Day 22: He Has Shown You
"He has shown you O mortal, what is good. And what does the Lord require of you? To act justly, love mercy and to walk humbly with your God.”
Micah 6:8
The Jews were living with the threat of Assyrian invasion and occupation. For everyday people it was a time of hardship, unpredictability, and fear. Interestingly though, Micah reserves his most scathing remarks not for their enemies, but for Jews in positions of authority. They were profiting from their own people’s misery and dressing it up as spiritual good.
What do we do in that kind of scenario? How do we live with integrity when it is all rotten from the inside out? When so much is broken, what is the point of trying to do anything?
Perhaps we feel that keenly in our world today, where greed seems to be rewarded and the rich are able to continue their wealth accumulation unabated, even when it wreaks havoc on the most vulnerable in society.
But Micah 6:8 brings solace and hope to an otherwise bleak picture.
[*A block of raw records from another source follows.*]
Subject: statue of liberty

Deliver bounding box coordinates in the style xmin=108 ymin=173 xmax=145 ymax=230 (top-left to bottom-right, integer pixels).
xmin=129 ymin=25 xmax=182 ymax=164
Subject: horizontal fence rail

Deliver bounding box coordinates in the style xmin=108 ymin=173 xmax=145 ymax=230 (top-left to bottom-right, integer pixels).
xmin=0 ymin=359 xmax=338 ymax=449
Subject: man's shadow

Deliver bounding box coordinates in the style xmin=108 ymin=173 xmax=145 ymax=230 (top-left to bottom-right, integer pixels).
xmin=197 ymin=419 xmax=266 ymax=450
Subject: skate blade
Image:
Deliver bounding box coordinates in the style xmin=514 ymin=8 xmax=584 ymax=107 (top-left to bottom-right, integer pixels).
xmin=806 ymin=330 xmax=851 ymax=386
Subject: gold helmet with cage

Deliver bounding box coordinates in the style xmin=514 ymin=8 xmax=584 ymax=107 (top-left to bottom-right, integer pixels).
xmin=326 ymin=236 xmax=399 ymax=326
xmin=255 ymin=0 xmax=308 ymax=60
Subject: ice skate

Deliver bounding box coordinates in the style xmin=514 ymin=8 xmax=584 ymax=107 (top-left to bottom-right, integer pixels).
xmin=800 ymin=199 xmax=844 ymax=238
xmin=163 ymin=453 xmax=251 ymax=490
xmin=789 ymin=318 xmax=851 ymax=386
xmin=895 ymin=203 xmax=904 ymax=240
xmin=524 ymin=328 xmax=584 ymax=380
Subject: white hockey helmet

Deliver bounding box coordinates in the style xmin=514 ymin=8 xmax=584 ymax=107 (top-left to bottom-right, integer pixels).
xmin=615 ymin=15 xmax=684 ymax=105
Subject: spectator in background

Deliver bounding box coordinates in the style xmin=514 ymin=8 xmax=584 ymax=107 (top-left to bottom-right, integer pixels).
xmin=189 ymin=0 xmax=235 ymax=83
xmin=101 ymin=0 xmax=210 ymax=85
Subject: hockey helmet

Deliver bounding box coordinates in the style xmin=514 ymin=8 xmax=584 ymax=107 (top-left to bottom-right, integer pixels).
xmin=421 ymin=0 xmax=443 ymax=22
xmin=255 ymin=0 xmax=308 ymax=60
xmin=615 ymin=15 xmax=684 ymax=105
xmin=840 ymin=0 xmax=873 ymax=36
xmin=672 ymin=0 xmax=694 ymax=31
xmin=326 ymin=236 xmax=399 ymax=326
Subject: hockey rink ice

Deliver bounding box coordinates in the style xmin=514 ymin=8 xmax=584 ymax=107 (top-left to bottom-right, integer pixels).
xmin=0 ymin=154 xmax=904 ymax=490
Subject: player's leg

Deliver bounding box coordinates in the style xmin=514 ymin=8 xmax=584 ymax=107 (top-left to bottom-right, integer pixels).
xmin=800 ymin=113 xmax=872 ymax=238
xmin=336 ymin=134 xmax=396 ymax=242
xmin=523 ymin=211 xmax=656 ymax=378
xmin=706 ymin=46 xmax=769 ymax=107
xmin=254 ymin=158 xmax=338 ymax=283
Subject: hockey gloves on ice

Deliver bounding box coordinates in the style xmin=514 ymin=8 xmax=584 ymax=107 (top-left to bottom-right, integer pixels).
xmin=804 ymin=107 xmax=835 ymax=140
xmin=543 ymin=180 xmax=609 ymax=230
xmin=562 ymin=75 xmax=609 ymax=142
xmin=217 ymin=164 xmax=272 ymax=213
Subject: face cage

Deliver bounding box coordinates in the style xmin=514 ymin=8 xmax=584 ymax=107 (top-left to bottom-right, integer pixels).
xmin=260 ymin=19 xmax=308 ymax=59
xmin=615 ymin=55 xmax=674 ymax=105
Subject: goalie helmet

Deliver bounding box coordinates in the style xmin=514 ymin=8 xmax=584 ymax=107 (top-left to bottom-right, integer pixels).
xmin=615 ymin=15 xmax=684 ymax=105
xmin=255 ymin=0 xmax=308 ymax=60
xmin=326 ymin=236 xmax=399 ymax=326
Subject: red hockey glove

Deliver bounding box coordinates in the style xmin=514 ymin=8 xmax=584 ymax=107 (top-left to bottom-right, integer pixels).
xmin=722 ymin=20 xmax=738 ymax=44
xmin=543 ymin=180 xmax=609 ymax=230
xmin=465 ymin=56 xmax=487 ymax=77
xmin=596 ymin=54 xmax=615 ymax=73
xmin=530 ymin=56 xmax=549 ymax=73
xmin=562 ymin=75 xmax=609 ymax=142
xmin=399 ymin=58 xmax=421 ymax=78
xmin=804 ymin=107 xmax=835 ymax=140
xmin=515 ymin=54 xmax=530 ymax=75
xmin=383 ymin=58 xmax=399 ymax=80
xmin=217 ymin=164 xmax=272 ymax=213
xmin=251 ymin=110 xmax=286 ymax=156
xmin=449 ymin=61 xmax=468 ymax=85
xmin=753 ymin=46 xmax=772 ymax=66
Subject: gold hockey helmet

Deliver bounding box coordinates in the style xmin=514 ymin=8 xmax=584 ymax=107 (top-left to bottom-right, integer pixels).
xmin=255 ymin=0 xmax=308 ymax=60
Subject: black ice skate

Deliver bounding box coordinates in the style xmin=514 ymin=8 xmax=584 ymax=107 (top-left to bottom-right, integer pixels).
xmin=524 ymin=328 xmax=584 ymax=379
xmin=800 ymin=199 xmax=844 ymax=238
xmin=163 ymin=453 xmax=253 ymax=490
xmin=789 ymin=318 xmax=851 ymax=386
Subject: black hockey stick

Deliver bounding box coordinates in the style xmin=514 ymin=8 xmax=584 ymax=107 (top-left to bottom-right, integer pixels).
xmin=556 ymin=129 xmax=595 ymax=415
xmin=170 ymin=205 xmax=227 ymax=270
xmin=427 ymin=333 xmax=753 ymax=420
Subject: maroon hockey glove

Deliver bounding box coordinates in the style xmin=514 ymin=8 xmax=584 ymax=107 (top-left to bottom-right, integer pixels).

There is a lot in life that is beyond us to immediately change, but this passage says, we can do something. Not everything, but not nothing either.
Chapter 6 begins with a courtroom scene, with God responding to charges made against Him by his people and the whole Earth acting as the jury. It is implied that the people have said that God has wronged them.
God responds to these charges by listing the ways in which He has walked with them through it all; liberating them from slavery in Egypt, providing them with leaders and alluding to moments from their collective history to make the case that He has already “shown [them]…what is good”. He pursued justice on their behalf when they were powerless to change their circumstances as slaves, his merciful compassion overflowed to them in the face of their ever-present shortfalls, and his willingness to be associated with this mixed-up bunch of a people through all the seasons of their life was a marker of his great humility.
He invites his people to do what he has done first, for no servant is greater than the master. As we seek to follow Jesus today, looking to him as our guide, what will it mean to act justly and fairly, embrace mercy and do so in a spirit of humility?